LONDON, April 25 (Reuters) - The stampede out of euro zone equity funds last year is reversing, with up to $100 billion of inflows potentially in the pipeline as investors buy into the improving economy and take heart from the more favourable political landscape.
The first round vote of the French presidential election on Sunday, which put centrist Emmanuel Macron on course for a convincing victory in the second round on May 7, has cemented the positive view of many banks and brokers on the euro zone.
Figures on Tuesday from Thomson Reuters Lipper show that net flows into European mutual funds in Europe in March totaled 65.1 billion euros, the third consecutive monthly inflow and bringing the year-to-date total up to 210.5 billion.
That covers the whole gamut of asset classes, including bond, money market, commodity and equity funds. Estimates vary, but the growing consensus is that flows into the region’s equity markets in the coming months are poised to accelerate.
Recent figures suggest the euro zone economy is growing at its fastest rate in years, much faster than the U.S. economy.

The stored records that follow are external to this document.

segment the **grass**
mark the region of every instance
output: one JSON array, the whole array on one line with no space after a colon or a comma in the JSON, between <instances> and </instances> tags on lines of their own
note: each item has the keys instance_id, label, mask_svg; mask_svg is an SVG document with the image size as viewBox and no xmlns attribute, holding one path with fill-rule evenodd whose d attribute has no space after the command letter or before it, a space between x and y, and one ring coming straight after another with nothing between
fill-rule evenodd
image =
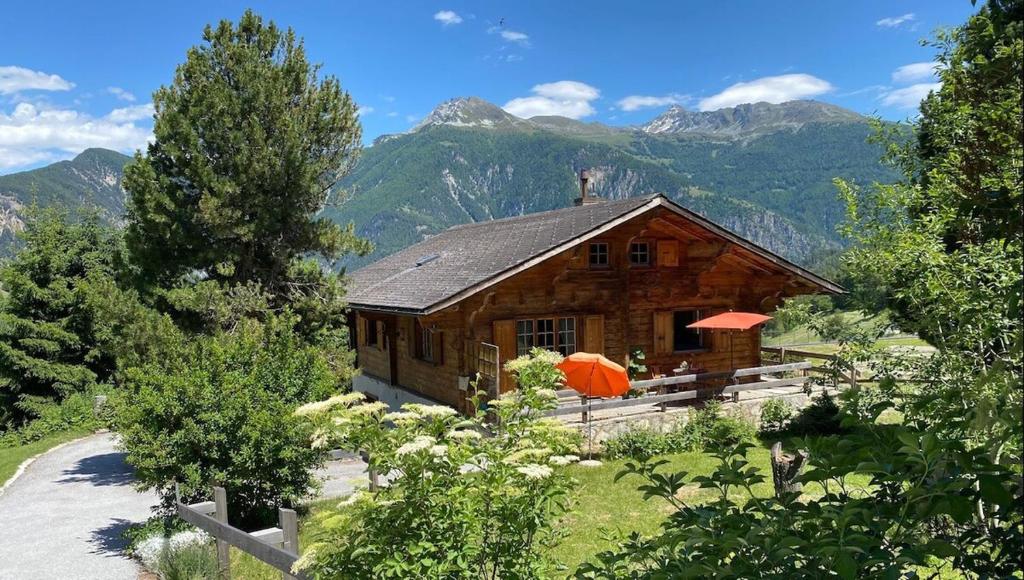
<instances>
[{"instance_id":1,"label":"grass","mask_svg":"<svg viewBox=\"0 0 1024 580\"><path fill-rule=\"evenodd\" d=\"M88 435L89 433L90 431L86 429L73 429L71 431L63 431L61 433L48 435L38 441L33 441L26 445L0 448L0 485L6 483L7 480L14 475L14 472L18 470L18 466L21 465L21 462L26 459L39 455L40 453L52 449L61 443L66 443L72 439Z\"/></svg>"},{"instance_id":2,"label":"grass","mask_svg":"<svg viewBox=\"0 0 1024 580\"><path fill-rule=\"evenodd\" d=\"M708 453L676 453L665 456L669 464L662 467L668 471L686 471L691 477L695 475L711 475L718 466L718 459ZM765 447L751 449L747 459L750 464L761 470L766 481L754 487L759 496L770 496L774 493L771 483L771 467L769 452ZM552 557L567 567L575 570L582 562L598 552L615 547L615 537L625 537L630 532L653 534L658 531L661 523L671 513L670 506L657 498L644 500L637 487L642 481L637 476L624 477L618 482L615 475L622 469L627 460L606 461L600 467L570 466L568 469L577 481L575 499L570 512L564 517L561 526L567 532L563 541L554 548ZM868 478L852 478L854 486L866 486ZM805 493L816 495L820 488L807 486ZM737 493L746 494L744 491ZM714 490L699 489L695 485L687 486L681 495L694 503L707 502L715 497ZM326 500L314 504L311 512L315 513L324 507L337 503L337 500ZM299 545L308 545L314 531L313 518L308 515L299 521ZM609 537L610 534L610 537ZM280 578L280 572L263 564L248 554L232 550L231 569L234 577L246 580L271 580Z\"/></svg>"}]
</instances>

Wages are rising, unemployment is falling and credit conditions are easing as well.
Equity strategists at Barclays expect European corporate earnings growth of around 15 percent this year compared to 10 percent for the S&P 500.
They note that the outflow from European equity funds last year of around $100 billion, equivalent to around 10 percent of assets under management, should return.

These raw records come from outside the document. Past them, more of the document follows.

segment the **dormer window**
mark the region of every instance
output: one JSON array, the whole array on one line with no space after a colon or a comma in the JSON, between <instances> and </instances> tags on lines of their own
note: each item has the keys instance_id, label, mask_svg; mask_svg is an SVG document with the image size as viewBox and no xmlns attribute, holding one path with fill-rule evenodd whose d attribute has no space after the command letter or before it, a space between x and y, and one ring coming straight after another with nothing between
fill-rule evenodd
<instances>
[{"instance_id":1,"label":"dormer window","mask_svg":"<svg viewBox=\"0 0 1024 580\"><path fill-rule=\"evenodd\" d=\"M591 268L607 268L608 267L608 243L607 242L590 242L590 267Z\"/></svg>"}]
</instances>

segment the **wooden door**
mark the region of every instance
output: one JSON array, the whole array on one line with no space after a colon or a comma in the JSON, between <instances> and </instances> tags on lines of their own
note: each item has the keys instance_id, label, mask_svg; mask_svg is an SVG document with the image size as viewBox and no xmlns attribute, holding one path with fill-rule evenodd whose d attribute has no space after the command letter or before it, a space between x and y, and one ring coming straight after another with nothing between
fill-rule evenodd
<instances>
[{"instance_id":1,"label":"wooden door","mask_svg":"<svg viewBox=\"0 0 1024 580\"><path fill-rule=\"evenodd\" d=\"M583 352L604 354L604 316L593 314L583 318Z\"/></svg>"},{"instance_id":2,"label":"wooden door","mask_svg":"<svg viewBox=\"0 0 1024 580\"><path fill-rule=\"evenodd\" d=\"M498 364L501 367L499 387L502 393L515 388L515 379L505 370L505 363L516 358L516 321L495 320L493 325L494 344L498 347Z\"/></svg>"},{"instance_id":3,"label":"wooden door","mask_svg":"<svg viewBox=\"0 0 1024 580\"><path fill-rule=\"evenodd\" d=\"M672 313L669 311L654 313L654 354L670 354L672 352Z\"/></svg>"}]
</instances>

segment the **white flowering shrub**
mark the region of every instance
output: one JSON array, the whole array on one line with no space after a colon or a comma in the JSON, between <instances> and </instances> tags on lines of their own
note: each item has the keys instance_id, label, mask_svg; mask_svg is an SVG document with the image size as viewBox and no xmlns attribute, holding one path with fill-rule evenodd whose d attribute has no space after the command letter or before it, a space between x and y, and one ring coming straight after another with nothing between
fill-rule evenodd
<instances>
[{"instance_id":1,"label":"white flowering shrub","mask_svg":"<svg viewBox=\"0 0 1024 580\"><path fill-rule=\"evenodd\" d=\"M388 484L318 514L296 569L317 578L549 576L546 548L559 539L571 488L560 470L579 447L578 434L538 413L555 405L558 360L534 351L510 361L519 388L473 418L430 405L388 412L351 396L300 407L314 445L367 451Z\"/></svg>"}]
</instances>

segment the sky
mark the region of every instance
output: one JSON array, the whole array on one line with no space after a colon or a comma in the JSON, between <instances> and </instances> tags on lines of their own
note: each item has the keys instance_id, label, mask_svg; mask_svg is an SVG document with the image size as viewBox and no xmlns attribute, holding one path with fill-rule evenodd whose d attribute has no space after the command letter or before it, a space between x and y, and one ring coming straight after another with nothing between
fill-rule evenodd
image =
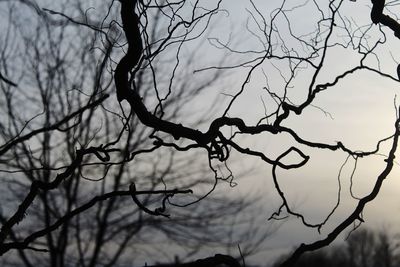
<instances>
[{"instance_id":1,"label":"sky","mask_svg":"<svg viewBox=\"0 0 400 267\"><path fill-rule=\"evenodd\" d=\"M327 2L318 1L320 8L326 14L329 14L326 11ZM254 1L254 5L264 14L267 21L270 19L271 10L280 3L281 1ZM289 10L297 5L295 3L305 3L305 6L288 12L287 19L291 22L293 32L298 33L298 35L312 32L316 27L315 25L317 25L316 18L319 11L313 5L313 1L287 1L285 7ZM232 32L229 36L242 38L236 43L238 50L262 49L260 35L257 36L257 25L252 19L247 20L249 17L254 16L259 23L262 22L261 17L254 12L254 8L252 9L247 1L229 1L225 5L230 13L227 20L230 20L235 25L232 27ZM390 12L396 12L395 8L396 6L391 6L385 12L391 14ZM253 15L250 14L249 10L253 11ZM375 55L368 56L365 64L380 69L394 79L382 77L382 75L371 71L360 71L349 75L336 86L320 93L313 102L313 106L305 109L300 116L291 116L284 123L285 126L295 129L300 136L307 140L329 144L341 141L353 150L365 151L373 150L378 140L390 136L394 131L395 105L399 104L396 95L399 94L400 89L400 84L396 80L396 68L400 61L400 51L398 49L400 40L396 39L393 33L385 27L381 29L385 33L385 37L378 26L370 27L369 12L369 1L344 1L340 16L342 20L337 23L337 29L333 32L334 37L330 44L347 43L349 38L344 31L344 23L346 23L347 29L352 32L355 43L360 40L361 32L365 32L363 37L368 42L362 41L365 42L363 43L364 47L371 46L379 38L381 40L386 38L386 43L376 49ZM245 14L247 14L247 17ZM285 18L277 18L275 26L277 29L282 29L282 36L285 37L288 29ZM366 29L368 30L366 31ZM255 34L249 34L249 31ZM223 31L222 36L226 32ZM225 38L225 40L228 40L228 37ZM231 38L235 39L234 37ZM302 48L295 40L291 38L287 38L287 40L289 40L286 43L288 49L297 49L301 53ZM234 41L231 41L231 43L234 43ZM251 53L247 53L243 60L248 60L252 56L254 57ZM319 81L321 83L332 82L344 70L355 66L360 58L361 55L351 45L329 49L324 68L318 76ZM272 66L268 65L268 63L262 64L265 76L268 77L270 88L277 93L282 93L282 91L279 91L282 89L282 81L284 80L282 76L289 77L287 67L284 64L285 62L278 61L273 62ZM299 71L295 81L291 83L292 87L288 90L288 95L293 101L301 103L304 100L304 96L307 94L307 85L310 81L310 73L310 68ZM242 74L245 75L247 72ZM241 82L245 79L244 76L240 77L240 72L236 77ZM273 103L268 102L265 91L263 92L262 90L265 84L264 75L260 72L255 72L229 114L245 118L248 123L255 123L264 113L264 105L260 100L261 98L264 98L267 110L270 106L273 106ZM238 86L235 89L230 87L227 90L229 90L229 94L234 94L235 90L238 90ZM252 149L263 151L266 155L271 155L272 158L287 149L289 144L293 144L293 140L287 136L273 136L271 134L247 136L235 140L240 140L243 147L249 146ZM379 155L357 161L357 169L353 175L353 186L351 187L354 196L362 197L370 192L377 175L384 168L387 144L383 146L384 149L380 150ZM338 174L341 166L346 161L347 154L302 148L310 155L310 162L300 170L281 171L279 181L282 188L284 188L290 205L296 211L304 214L309 221L317 223L327 216L336 203ZM271 182L270 166L265 165L258 159L243 159L245 157L239 157L243 166L256 166L256 173L250 179L249 177L239 179L239 186L242 190L248 190L248 192L254 190L261 192L265 196L265 214L260 216L265 216L267 219L280 204L279 197L274 191ZM271 258L271 255L287 251L292 246L299 245L302 242L311 242L323 238L334 225L346 218L357 203L350 195L350 176L354 164L355 160L350 158L343 167L340 175L342 186L341 204L330 223L323 228L321 235L316 230L304 227L299 220L291 218L281 225L273 237L266 241L266 251L257 255L254 259L260 261L265 257ZM398 197L400 190L399 174L400 167L397 164L393 168L391 175L385 180L379 196L367 205L363 214L366 227L386 228L393 233L398 232L396 225L400 222L400 217L398 216L400 211ZM343 240L343 236L340 239Z\"/></svg>"},{"instance_id":2,"label":"sky","mask_svg":"<svg viewBox=\"0 0 400 267\"><path fill-rule=\"evenodd\" d=\"M315 2L318 2L318 8ZM211 0L203 3L215 5L215 1ZM271 18L274 17L273 27L276 32L273 33L271 40L277 55L283 55L286 50L306 55L310 52L307 50L307 45L290 36L289 31L308 42L311 36L314 36L316 41L322 43L327 36L326 25L329 24L329 20L320 23L319 20L321 12L324 13L325 18L330 16L328 3L329 1L286 1L283 6L286 10L285 14L280 13L274 17L277 14L274 10L282 5L280 0L222 1L222 12L211 20L209 31L205 33L208 42L200 46L201 51L196 56L195 64L190 67L194 70L209 66L226 67L222 72L224 78L217 85L208 88L198 99L194 99L192 101L194 106L189 105L188 110L191 112L193 108L200 111L207 110L210 105L215 105L209 99L218 97L217 111L212 116L219 117L232 99L232 95L243 89L243 93L229 109L229 116L243 118L247 124L254 125L265 112L274 111L276 103L265 88L268 87L271 92L279 96L284 94L285 81L291 78L287 60L265 60L245 83L251 66L255 65L254 62L260 62L260 58L265 54L268 38L261 31L264 20L269 25ZM95 2L93 4L95 5ZM386 11L395 12L396 6ZM380 45L375 50L375 54L368 56L365 64L397 79L400 40L384 27L382 31L385 36L380 32L379 27L371 27L369 12L369 1L343 1L340 16L337 17L337 25L329 43L333 47L328 49L326 61L317 78L318 83L332 82L335 77L358 64L361 55L357 52L357 48L353 48L353 45L361 44L360 51L363 52L377 40L384 38L387 39L386 43ZM315 34L318 25L321 27L321 34ZM269 26L266 26L266 29L269 30ZM349 43L349 35L352 36L353 43ZM224 45L229 49L221 49ZM182 55L185 51L190 54L193 47L190 45L183 47ZM221 60L223 60L222 63ZM318 59L315 62L318 62ZM241 67L231 68L234 65L241 65ZM185 67L185 65L182 66ZM202 75L212 74L213 71L215 69L195 72L189 79L199 79L199 77L204 77ZM312 74L313 69L307 64L296 69L296 77L291 80L287 88L287 97L290 101L300 104L305 100ZM283 125L294 129L307 140L328 144L341 141L353 150L373 150L378 140L390 136L394 131L396 117L394 102L400 89L395 79L382 77L370 71L356 72L318 94L312 106L306 108L301 115L292 114ZM400 104L400 100L398 103ZM265 123L265 120L263 122ZM204 124L202 129L207 129L207 124ZM229 136L230 131L231 129L225 128L224 134ZM312 223L324 220L337 201L338 175L341 166L346 161L346 153L299 146L292 138L284 134L263 133L255 136L238 136L235 140L242 147L263 152L270 158L276 158L291 145L301 148L309 155L310 161L303 168L293 171L279 170L279 182L293 210L304 214ZM380 151L381 155L358 160L352 187L355 196L361 197L371 190L377 175L384 167L383 160L388 146L383 147L384 149ZM294 157L290 160L295 162L298 158ZM346 218L356 204L356 200L350 195L350 176L354 164L354 159L350 158L343 167L340 175L341 204L326 227L322 229L321 234L315 229L303 226L295 218L289 218L283 223L274 222L274 225L279 225L279 230L263 244L265 249L262 253L248 260L265 262L265 259L273 259L276 255L300 243L323 238L333 226ZM235 194L238 190L243 195L261 195L262 212L257 214L256 219L265 222L259 225L261 229L268 229L271 227L271 222L267 219L281 204L281 199L274 189L271 166L260 159L232 153L229 167L236 174L238 186L227 190L226 193ZM249 172L244 173L244 169L249 169ZM400 201L397 197L400 186L399 174L400 167L396 165L392 175L385 181L379 197L367 206L364 212L366 226L376 228L392 226L393 232L396 232L395 226L400 222L400 217L396 215L400 211Z\"/></svg>"},{"instance_id":3,"label":"sky","mask_svg":"<svg viewBox=\"0 0 400 267\"><path fill-rule=\"evenodd\" d=\"M320 10L316 8L314 1L286 2L284 5L287 10L286 16L280 14L275 18L274 29L277 29L277 32L274 33L275 39L272 43L278 54L282 52L281 50L293 50L302 55L307 53L306 45L289 35L288 21L293 33L307 40L306 34L314 32L321 12L329 15L328 1L318 1ZM215 1L209 0L208 3L213 4ZM271 12L281 5L282 1L254 0L253 3L257 10L250 1L246 0L222 2L221 7L225 11L211 21L210 32L207 32L208 43L206 42L206 45L201 47L206 56L198 58L196 67L202 69L215 66L219 64L221 58L224 59L222 67L235 64L242 64L242 67L226 69L224 71L226 78L223 79L223 83L206 90L205 94L196 100L195 103L198 103L196 104L198 106L189 106L188 109L207 109L214 103L208 99L219 97L217 105L220 107L213 116L221 116L224 107L232 99L232 95L239 92L242 85L244 85L243 93L232 105L228 112L229 116L243 118L246 123L252 125L256 124L265 112L271 112L276 108L276 103L265 88L268 87L277 95L284 94L285 79L290 78L287 60L265 60L252 73L248 83L245 81L250 67L264 54L266 37L259 26L262 26L263 19L267 24L269 23ZM91 4L88 3L88 5ZM383 39L384 35L378 26L369 26L369 11L369 1L344 1L330 45L349 44L349 33L353 36L354 44L357 44L362 36L364 48L374 44L379 38ZM386 12L389 11L397 11L396 6L389 7ZM321 28L326 30L324 25L328 22L329 20L322 22ZM347 25L346 29L344 25ZM395 104L400 104L400 100L396 102L396 95L400 92L400 84L396 80L396 68L400 62L400 40L384 27L381 30L386 34L387 41L380 45L375 55L370 55L365 63L372 68L379 68L395 79L370 71L360 71L349 75L340 80L336 86L318 94L312 106L306 108L299 116L292 114L283 125L294 129L307 140L328 144L341 141L353 150L373 150L378 140L390 136L394 131ZM363 33L365 35L362 35ZM318 41L323 41L324 36L326 32L317 35L316 38ZM285 41L279 43L277 38ZM232 50L218 49L217 47L221 48L221 44L226 44ZM190 50L190 47L187 49ZM244 51L247 52L242 53ZM337 45L328 50L326 57L324 68L318 76L319 83L332 82L337 75L357 64L361 55L352 48L352 45L347 47ZM209 71L213 70L196 72L194 76L207 75ZM306 64L296 70L296 77L287 89L290 101L297 104L304 101L311 75L312 68ZM207 128L206 124L203 127ZM229 133L230 129L224 129L224 134L228 136ZM238 136L235 140L242 147L261 151L270 158L276 158L291 145L298 146L292 138L284 134L263 133L255 136ZM265 241L263 251L249 259L250 262L272 260L275 256L287 252L302 242L312 242L323 238L334 225L346 218L356 204L356 200L350 195L350 177L355 164L354 159L349 158L346 161L347 154L340 151L298 147L310 156L308 164L294 171L278 171L279 182L285 191L289 205L295 211L304 214L312 223L324 220L337 201L338 176L343 166L339 176L342 186L341 205L321 234L314 229L304 227L295 218L275 222L279 229ZM377 175L384 167L387 148L385 144L379 155L357 161L357 169L353 175L353 195L362 197L371 190ZM400 152L398 155L400 158ZM293 157L289 160L295 162L298 158ZM238 186L226 190L226 193L235 194L238 190L243 195L262 196L261 212L257 214L257 220L265 222L259 225L261 229L268 229L271 222L267 219L281 204L274 190L271 166L258 158L239 153L232 153L230 162L229 167L237 174L235 181ZM249 170L249 172L243 172L243 170ZM399 175L400 165L396 164L377 199L365 209L364 220L367 227L388 227L394 233L398 231L396 226L400 223Z\"/></svg>"}]
</instances>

“We expect these outflows to quickly reverse,” Barclays equity strategists wrote in a note to clients on Tuesday titled ‘Inflows Ahoy!'. “We envisage the coming months to resemble previous periods of heavy inflows into European equities relative to other regions.”
Euro zone stocks have risen around 9 percent so far this year, outperforming Wall Street’s 6 percent rise.
Analysts at Bank of America Merrill Lynch say the solid economic backdrop points to strong earnings growth this year, perhaps higher than its current estimate of 11 percent.
“European equity fund flows have significant room to recover,” Bank of America Merrill Lynch analysts said in a note, referring to the cumulative $103 billion outflow last year.
Analysts at JP Morgan note that euro zone equities have attracted chunky inflows in recent weeks of around 1-3 percent of assets under management. Given the scale of outflow last year, there’s room for that to increase more, further widening the earnings growth gap over the United States.